Jalal Merhi est un ex-flic reconverti en agent de sécurité. Premier jour de prise de fonction, un braco, une fusillade, sa femme meurt (par sa faute), il est viré. Cinq ans plus tard, le voilà chauffeur-livreur à son compte, il vit et dort dans son camtar floqué du nom de son auto-entreprise G.O.D (Guaranted Overnight Delivery) - également titre original du film. Mais dans une grosse malle qu'il a l'interdiction d'ouvrir durant le transport, il découvre une jeune femme. Vengeance !
Car oui, le scénario fait bien les choses : le responsable de cette traite humaine est Olivier Gruner, par ailleurs bogoss collectionneur d'art et braqueur d'il y a cinq ans. Livraison dangereuse applique sa formule de pseudo-polar bagarre au jeu du chat et de la souris entre Jalal et l'équipe des méchants, à qui va finalement niquer l'autre avec une jeune femme en cash price. David Carradine passe faire coucou 1 minute montre en main au début du film, avant de venir fermer la boutique dans les deux dernières séquences.

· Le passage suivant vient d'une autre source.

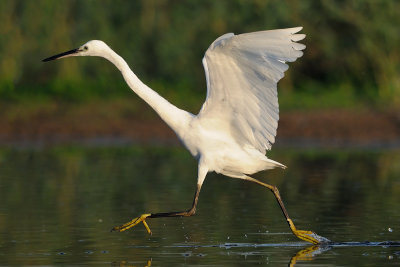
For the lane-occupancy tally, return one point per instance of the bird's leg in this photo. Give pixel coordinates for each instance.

Niveau action, il faudra se contenter de quelques bourre-pifs distribués par Jalal Merhi et de la trogne des sbires de l'entrepôt désaffecté final. Rien de vraiment nanar dans ce produit très calibré, réalisé par Dean Rusu (2 films pour toute carrière) et produit par Film One et Pastiche Production (!). Allez, on s'amusera de cette scène hallucinante où la jeune naïve (jolie Justine Priestley) libère le frère de Gruner, détenu par Jalal, pour qu'il aille pisser : le gars s'enfuit en courant... puis revient gentiment se faire remenotter, une fois la vessie soulagée ! Sa justification de prise de conscience rédemptrice apparait tellement improbable qu'elle participe au caractère imprévisible du déroulé de la conclusion du film.